Political and constitutional law analysts consulted by Al Jazeera have called the actions illegal.

A man in a grey suit stands in a courtroom.
Rafael Curruchiche, head of the Office of the Special Prosecutor against Impunity, had requested a suspension of the Seed Party over alleged irregularities [File: Moises Castillo/AP Photo]

They point out that the order against the Seed Movement violates article 92 of Guatemala’s Electoral and Political Parties Law, which governs the electoral process and political parties. The article says that a political party cannot be suspended during an election.

“We are witnessing a technical coup,” Luis Mack, a Guatemalan political analyst and professor, told Al Jazeera. “There is a clear and open attempt to alter the popular will expressed in the ballot box.”

The head of Guatemala’s electoral authority, Irna Palencia, has likewise called Thursday’s raid “an invasion”. She told reporters on Thursday that she was not informed in advance of the Seed Party’s suspension.

A woman in a black dress with puffy sleeves walks across a room decorated with a Guatemalan flag.
Supreme Electoral Tribunal president Irma Palencia leaves a press conference in Guatemala City on July 12 [Wilder Lopez/AP Photo]

Doubts over election integrity

The suspension and raid are the latest twists in an already tumultuous presidential race.

Prior to the June 25 election, three candidates were disqualified due to alleged problems with their paperwork.

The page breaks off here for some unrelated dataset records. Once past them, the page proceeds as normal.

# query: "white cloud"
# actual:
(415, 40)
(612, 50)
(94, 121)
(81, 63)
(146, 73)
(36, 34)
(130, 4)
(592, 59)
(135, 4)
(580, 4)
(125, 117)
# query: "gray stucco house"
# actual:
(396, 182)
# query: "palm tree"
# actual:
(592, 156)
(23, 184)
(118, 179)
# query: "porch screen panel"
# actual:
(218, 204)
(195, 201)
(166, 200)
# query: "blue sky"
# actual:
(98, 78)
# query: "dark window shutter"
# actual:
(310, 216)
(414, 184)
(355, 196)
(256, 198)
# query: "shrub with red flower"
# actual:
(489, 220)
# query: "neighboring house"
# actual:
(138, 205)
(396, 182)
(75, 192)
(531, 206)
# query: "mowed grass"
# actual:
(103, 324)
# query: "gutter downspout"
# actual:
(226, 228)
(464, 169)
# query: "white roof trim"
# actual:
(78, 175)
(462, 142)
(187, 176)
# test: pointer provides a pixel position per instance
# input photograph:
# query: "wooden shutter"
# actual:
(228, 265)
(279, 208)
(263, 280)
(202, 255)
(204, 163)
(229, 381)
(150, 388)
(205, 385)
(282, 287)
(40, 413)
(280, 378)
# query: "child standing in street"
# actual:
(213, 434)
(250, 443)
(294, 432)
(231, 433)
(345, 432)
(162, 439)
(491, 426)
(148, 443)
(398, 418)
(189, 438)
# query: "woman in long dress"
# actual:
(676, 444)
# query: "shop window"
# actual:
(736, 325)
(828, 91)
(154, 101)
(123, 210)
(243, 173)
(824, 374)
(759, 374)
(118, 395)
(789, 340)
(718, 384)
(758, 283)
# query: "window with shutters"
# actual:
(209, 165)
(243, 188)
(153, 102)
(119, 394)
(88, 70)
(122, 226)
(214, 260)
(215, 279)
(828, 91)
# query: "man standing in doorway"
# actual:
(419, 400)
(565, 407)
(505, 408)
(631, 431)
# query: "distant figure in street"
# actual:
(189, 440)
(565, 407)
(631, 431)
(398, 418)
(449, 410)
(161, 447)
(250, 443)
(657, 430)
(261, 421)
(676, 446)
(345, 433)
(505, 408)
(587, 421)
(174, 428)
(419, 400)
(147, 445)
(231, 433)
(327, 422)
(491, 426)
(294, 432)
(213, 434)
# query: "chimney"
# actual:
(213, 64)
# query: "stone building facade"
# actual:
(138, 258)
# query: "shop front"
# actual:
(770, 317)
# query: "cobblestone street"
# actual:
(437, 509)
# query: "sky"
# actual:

And in the wake of the vote, Guatemala’s Constitutional Court delayed the certification of the results until a review of the contested ballots could be conducted.

That review had been requested by 10 political parties, including the UNE — which was set to compete against the Seed Movement in the final round.

The court’s inspection, which finished on July 6, ultimately found only minor voting irregularities.

A group of people, some carrying handwritten signs and Guatemalan flags, march across an intersection under a grey, stormy sky.
Protesters march towards the electoral council’s building during a student-led protest on July 8 [Jeff Abbott/Al Jazeera]

But Curruchiche’s actions have renewed scrutiny of the Seed Movement, which campaigned on an anti-corruption platform.

Both Curruchiche and Attorney General Porras have themselves been accused of corruption. In 2022, the United States Department of State sanctioned Porras for obstruction anticorruption investigations “to protect her political allies and gain undue political favor”.

Curruchiche, meanwhile, was denounced for “disrupting high-profile corruption cases against government officials and raising apparently spurious claims” against the lawyers leading those investigations.

A man in a dark vest and baseball cap enters an office with filing cabinets.
A police officer from the attorney general’s office raids the headquarters of Guatemala’s electoral authority on July 13 [Moises Castillo/AP Photo]

International community responds

The United States has since joined with other members of the international community in expressing concern over the Seed Party’s suspension.

The European Union has said this week’s actions threaten “one of the basic foundations of democracy: respect for the popular will expressed at the polls”.

The Organisation of American States (OAS), meanwhile, reiterated “its deep concern” about the election. It called on Guatemala to adhere to its electoral laws, which bar the suspension of parties in the midst of an election.

“There is a great concern in the international community,” said Ana Maria Mendez, Central America director for the Washington Office on Latin America, a research and advocacy group.

Men in black jackets labelled "MP" enter an office with files lining the walls.
The attorney general’s office raids the headquarters of Guatemala’s electoral authority on July 13, seizing documents related to vote tallies [Moises Castillo/AP Photo]

“It is essential that the constitutional order of Guatemala be respected and that the authority of the Supreme Electoral Council be respected regarding the elections,” she told Al Jazeera. “This is an unprecedented crisis in Guatemala.”

Mendez said it was a positive sign that many sectors of society, including businesses, were protesting the Seed Party’s suspension. On Thursday, for example, a leading business council issued a press statement calling on the electoral authority to press for strict adherence to the law.